La Villette sits within the Paris instance of this pattern: a bar defined by its arrondissement, its street, its habitual clientele, rather than by a position within a curated international bar ranking. That is a legitimate and, in some respects, more durable identity. The bars that attract consistent year-on-year custom in Paris are often the ones that have never needed to make an international case for themselves, their audience is already there, already returning.
Comparing Notes Across the Atlantic
For context on what a serious neighbourhood back bar can look like when the format is well-developed, Bar Leather Apron in Honolulu offers a useful reference point. There, a spirits-forward program in a secondary market (relative to New York and San Francisco) has produced sustained critical recognition by combining depth of selection with a rigorous approach to service.
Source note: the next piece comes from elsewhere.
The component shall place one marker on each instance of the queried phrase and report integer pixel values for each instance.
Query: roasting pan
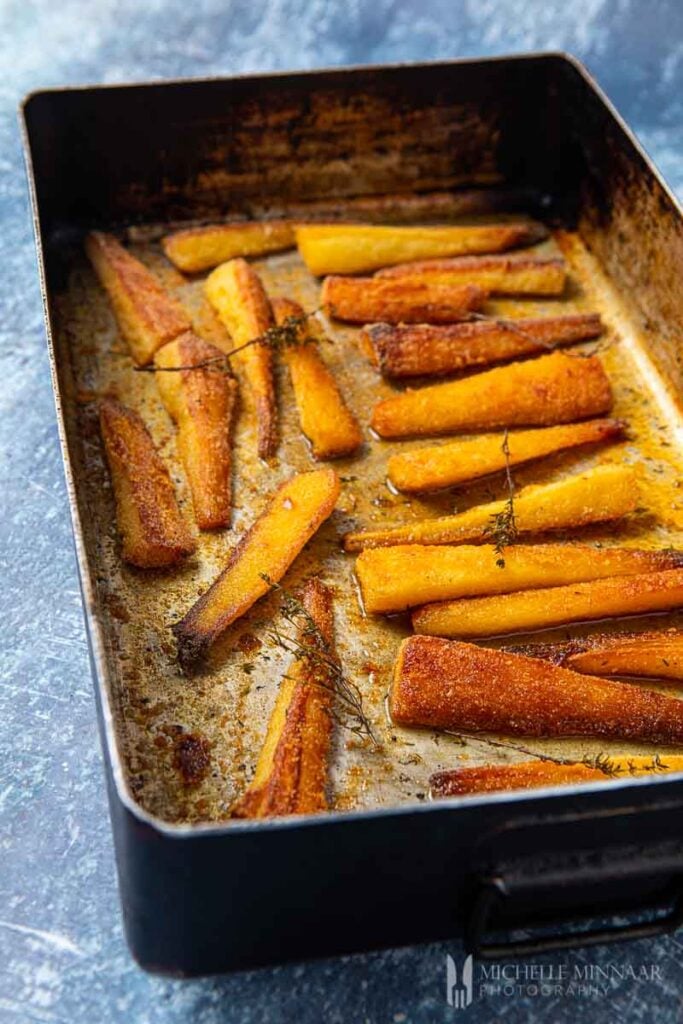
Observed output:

The lesson for any bar attempting something similar in a neighbourhood context is that depth of selection alone is insufficient, the knowledge to serve from it, and the confidence to suggest from it, determine whether a back bar becomes a selling point or simply a storage arrangement. In Paris, the bars that have managed this most consistently tend to be in exactly the kind of location La Villette occupies: away from the tourist-facing centre, where the clientele's expectations are formed by regular use rather than by occasion.
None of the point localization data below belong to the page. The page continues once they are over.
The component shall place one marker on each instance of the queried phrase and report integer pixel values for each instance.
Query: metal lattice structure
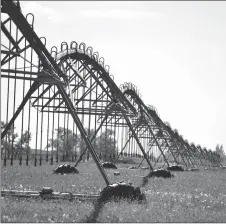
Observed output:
(70, 87)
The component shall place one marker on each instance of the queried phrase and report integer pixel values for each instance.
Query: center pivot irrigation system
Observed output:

Planning a Visit to Avenue Jean Jaurès
The 19th arrondissement is accessible via the Porte de Pantin and Corentin Cariou metro stations on line 5, and via Laumière and Jaurès on lines 5 and 7bis respectively. Avenue Jean Jaurès runs the length of the arrondissement's western edge, making it navigable on foot from multiple directions. Given the neighbourhood's character and the bar's address at number 211, visitors from central Paris should allow approximately twenty to twenty-five minutes by metro from the Marais or République. The area rewards time spent in context: the Bassin de la Villette a short walk south, the Parc de la Villette to the north, both offering the kind of outdoor space that makes a post-walk drink feel earned rather than scheduled. Specific hours, booking requirements, and current pricing for La Villette are not confirmed in available data; arriving without a reservation on a weekday evening is the conventional approach for neighbourhood bars of this type in Paris, though weekend evenings at addresses with established local followings can draw longer waits. See our full Paris restaurants and bars guide for broader neighbourhood coverage.
Cost Snapshot
A small peer set for context; details vary by what’s recorded in our database.
| Venue | Awards |
|---|---|
| La VilletteThis venue — the venue you are viewing | |
| Bar Nouveau | World's 50 Best |
| Buddha Bar | World's 50 Best |
| Candelaria | World's 50 Best |
| Danico | World's 50 Best |
| Harry's Bar | World's 50 Best |
At a Glance
- Lively
- Trendy
- Late Night
- Group Outing
- Casual Hangout
- Live Music
- Terrace
- Garden
- Lounge Seating
- Outdoor Terrace
- Craft Cocktails
- Waterfront
Loft-like interior with bright, spacious setting and laid-back atmosphere, enhanced by a terrace for good weather.